Bio: My name is Amnah and I come to Germany from Vancouver, Canada and originally from Pakistan. I completed my Masters in Biomedical Sciences from National University of Sciences and Technology, Pakistan. My masters research was focused on the brain effective connectivity analysis and I investigated the modulatory effects of tongue movements onto the motor network by applying dynamic causal modeling. My thesis was co-supervised by Dr Adeel Razi from University College London, UK and Dr Zahra Fazal from Donder’s Institute, Netherlands. Moreover, I also gained research experience in fMRI and functional connectivity of the brain from the UBC Cognitive Neuroscience of Schizophrenia Lab in Vancouver, Canada.
Project: In the brain, the blood-brain barrier (BBB) regulates the vessel permeability which leads to the exchange of water, nutrients and oxygen between the blood and the surrounding tissue. Several diseases are linked to the damage of the BBB like neurodegenerative diseases, brain tumors, stroke, and others. My aim is to develop a robust, efficient and reliable method for the assessment of BBB using a non-invasive MRI technique called Arterial Spin Labeling.

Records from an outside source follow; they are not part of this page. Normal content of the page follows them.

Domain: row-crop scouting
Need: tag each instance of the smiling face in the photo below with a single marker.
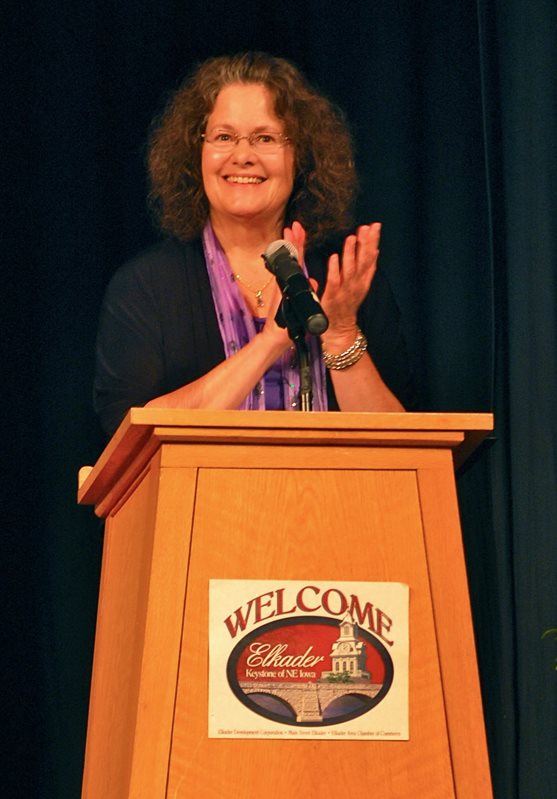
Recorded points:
(243, 184)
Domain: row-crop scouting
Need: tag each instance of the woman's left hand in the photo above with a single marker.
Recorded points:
(348, 282)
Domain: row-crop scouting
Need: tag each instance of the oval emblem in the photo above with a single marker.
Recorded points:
(310, 671)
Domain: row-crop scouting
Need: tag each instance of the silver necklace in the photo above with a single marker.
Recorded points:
(257, 292)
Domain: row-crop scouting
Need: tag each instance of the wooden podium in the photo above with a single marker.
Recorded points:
(194, 495)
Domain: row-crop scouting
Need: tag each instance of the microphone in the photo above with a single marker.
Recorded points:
(281, 259)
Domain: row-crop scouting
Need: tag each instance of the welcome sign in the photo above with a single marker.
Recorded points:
(308, 660)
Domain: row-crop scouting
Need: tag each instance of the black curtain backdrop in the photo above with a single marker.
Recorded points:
(453, 107)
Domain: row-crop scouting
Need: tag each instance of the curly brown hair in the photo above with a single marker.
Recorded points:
(325, 180)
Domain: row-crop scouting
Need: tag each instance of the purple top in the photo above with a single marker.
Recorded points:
(274, 381)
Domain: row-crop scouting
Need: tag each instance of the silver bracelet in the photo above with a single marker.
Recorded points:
(349, 357)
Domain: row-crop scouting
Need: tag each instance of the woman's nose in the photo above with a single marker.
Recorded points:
(243, 151)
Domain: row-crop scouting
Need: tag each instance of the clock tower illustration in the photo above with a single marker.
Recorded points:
(348, 654)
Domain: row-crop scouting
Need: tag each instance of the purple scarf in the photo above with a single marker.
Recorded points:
(237, 328)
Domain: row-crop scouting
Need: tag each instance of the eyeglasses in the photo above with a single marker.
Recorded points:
(262, 141)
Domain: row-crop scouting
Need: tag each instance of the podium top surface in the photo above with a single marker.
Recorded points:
(461, 432)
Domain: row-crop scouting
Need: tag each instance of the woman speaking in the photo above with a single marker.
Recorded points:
(245, 154)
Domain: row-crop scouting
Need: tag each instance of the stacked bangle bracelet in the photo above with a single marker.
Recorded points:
(349, 357)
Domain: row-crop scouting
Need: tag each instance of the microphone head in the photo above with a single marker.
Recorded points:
(275, 246)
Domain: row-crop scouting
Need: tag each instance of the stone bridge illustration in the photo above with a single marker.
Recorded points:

Ezequiel de la Rosa (ESR-15 - Icometrix - Belgium)
Bio: My name is Ezequiel and I come from General Roca, a southern city of Argentina. I have a degree in Biomedical Engineering (National University of Cordoba) and a master’s degree in Medical Imaging & Applications (University of Burgundy, University of Girona, and University of Cassino & Southern Lazio). During my master’s thesis I worked on myocardial infarction quantification using Late Gadolinium Enhancement MRI, applying machine and deep learning techniques.
Project: The objectives of my PhD project are to accelerate and improve the detection of the extent of ischemic stroke on clinically acquired CT images. In particular, we aim to develop and validate techniques with high clinical transfer potential, being able to i) provide fast and robust segmentation results, ii) to deal with multi-center and multi-vendor data, and iii) to cope with old lesions.